Grocery code takes effect
The Australian Food and Grocery Council (AFGC) and the Australian Competition and Consumer Commission (ACCC) have welcomed the introduction of the Food and Grocery Code of Conduct by Small Business Minister, Bruce Billson, describing the move as an “historic step forward”.
The voluntary code prohibits specific types of unfair conduct by retailers and wholesalers in their dealings with suppliers and provides a clearer framework for these dealings. It complements existing protections for suppliers under the Competition and Consumer Act 2010, including the unconscionable conduct provisions.
Small Business Minister, Bruce Billson, said the new code, which comes into operation on Tuesday, will improve commercial relationships throughout the entire supply chain of Australia’s grocery sector.
“This is about transparency. This is about openness and predictability for suppliers in dealing with the supermarket chains,” Billson said.
The code applies to retailers and wholesalers, and features an obligation to enter into grocery supply agreements in writing;
minimum standards of behaviour in dealings with suppliers, including an obligation to act in ‘good faith’ and a prohibition against threatening suppliers with business disruption or termination without reasonable grounds; and dispute resolution mechanisms to assist suppliers in resolving disputes.
ACCC chairman, Rod Sims, said businesses that supply groceries to major retailers and wholesalers will have extra protections under the new industry code.
“The code also provides new powers for the ACCC. Once retailers and wholesalers sign up to the code, we will be able to enforce it and take court action for breaches. We will also be able to audit retailers and wholesalers to check that they are complying with the code,” Sims said.

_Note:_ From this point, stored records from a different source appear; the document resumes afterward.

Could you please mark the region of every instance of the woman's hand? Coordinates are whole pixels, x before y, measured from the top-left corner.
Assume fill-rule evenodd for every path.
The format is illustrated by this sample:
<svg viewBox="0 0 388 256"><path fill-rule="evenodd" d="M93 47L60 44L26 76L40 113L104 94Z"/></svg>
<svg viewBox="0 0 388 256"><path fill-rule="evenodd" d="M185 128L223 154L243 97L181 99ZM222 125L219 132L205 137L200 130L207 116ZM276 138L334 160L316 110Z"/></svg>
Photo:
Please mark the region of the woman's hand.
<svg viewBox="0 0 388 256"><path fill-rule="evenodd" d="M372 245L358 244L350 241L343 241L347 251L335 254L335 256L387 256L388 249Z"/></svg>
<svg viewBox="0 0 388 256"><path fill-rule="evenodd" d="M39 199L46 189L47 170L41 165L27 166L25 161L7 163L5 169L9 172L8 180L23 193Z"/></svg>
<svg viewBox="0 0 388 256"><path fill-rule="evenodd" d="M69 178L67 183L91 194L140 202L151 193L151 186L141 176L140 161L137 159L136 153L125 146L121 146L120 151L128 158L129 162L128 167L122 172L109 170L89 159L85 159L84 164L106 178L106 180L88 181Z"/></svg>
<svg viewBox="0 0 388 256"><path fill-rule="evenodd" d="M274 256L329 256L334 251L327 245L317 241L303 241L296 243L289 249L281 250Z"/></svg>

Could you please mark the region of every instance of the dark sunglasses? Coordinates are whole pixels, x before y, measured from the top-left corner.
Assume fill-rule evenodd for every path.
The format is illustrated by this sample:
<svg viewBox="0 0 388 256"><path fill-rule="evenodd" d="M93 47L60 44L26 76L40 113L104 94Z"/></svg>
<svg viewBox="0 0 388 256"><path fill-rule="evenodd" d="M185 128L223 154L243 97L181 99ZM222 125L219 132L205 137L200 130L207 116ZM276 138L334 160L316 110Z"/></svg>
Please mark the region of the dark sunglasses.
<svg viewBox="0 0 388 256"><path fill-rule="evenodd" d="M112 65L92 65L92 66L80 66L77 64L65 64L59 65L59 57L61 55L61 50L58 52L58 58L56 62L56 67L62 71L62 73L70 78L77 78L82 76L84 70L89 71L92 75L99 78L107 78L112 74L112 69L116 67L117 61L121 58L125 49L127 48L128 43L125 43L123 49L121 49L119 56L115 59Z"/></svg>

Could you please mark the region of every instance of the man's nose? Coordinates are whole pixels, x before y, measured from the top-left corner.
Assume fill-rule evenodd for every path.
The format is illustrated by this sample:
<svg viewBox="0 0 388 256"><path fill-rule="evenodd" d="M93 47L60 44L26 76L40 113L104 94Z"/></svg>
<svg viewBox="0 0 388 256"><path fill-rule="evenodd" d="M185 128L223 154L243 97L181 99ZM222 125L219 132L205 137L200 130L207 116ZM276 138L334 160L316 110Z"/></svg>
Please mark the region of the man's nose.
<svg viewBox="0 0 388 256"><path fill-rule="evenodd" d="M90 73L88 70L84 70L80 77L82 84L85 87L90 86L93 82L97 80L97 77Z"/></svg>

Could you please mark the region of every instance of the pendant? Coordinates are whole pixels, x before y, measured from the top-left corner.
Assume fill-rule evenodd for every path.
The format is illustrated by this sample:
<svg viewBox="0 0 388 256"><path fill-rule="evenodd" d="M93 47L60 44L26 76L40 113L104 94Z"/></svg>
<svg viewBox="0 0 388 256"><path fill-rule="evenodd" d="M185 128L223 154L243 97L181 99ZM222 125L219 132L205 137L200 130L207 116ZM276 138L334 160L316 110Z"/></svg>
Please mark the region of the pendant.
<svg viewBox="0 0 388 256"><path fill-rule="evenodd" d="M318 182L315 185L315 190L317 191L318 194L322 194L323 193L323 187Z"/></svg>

“There can be a significant imbalance in bargaining power between suppliers and large grocery retailers and wholesalers. The code seeks to limit some of the conduct that was brought to the ACCC’s attention during our supermarket suppliers’ investigation.
“The new code, together with the recent court judgment that Coles acted unconscionably, makes it clear that no matter how much bargaining power a retailer holds, they must deal with their suppliers fairly,” Sims said.
The AFGC said the code is “an historic step towards levelling the playing field for food and grocery suppliers in their transactions with the major supermarkets”.
AFGC CEO, Gary Dawson, welcomed the announcement today as integral to achieving a meaningful and enforceable code that will drive behavioural change to encourage fair and effective competition in the long term interests of consumers.
“Signing onto the code will be a mark of the retailers commitment to fair dealing and to improving the operation of one of the most dynamic and competitive sectors of the economy – the fast moving consumer goods sector,” Dawson said.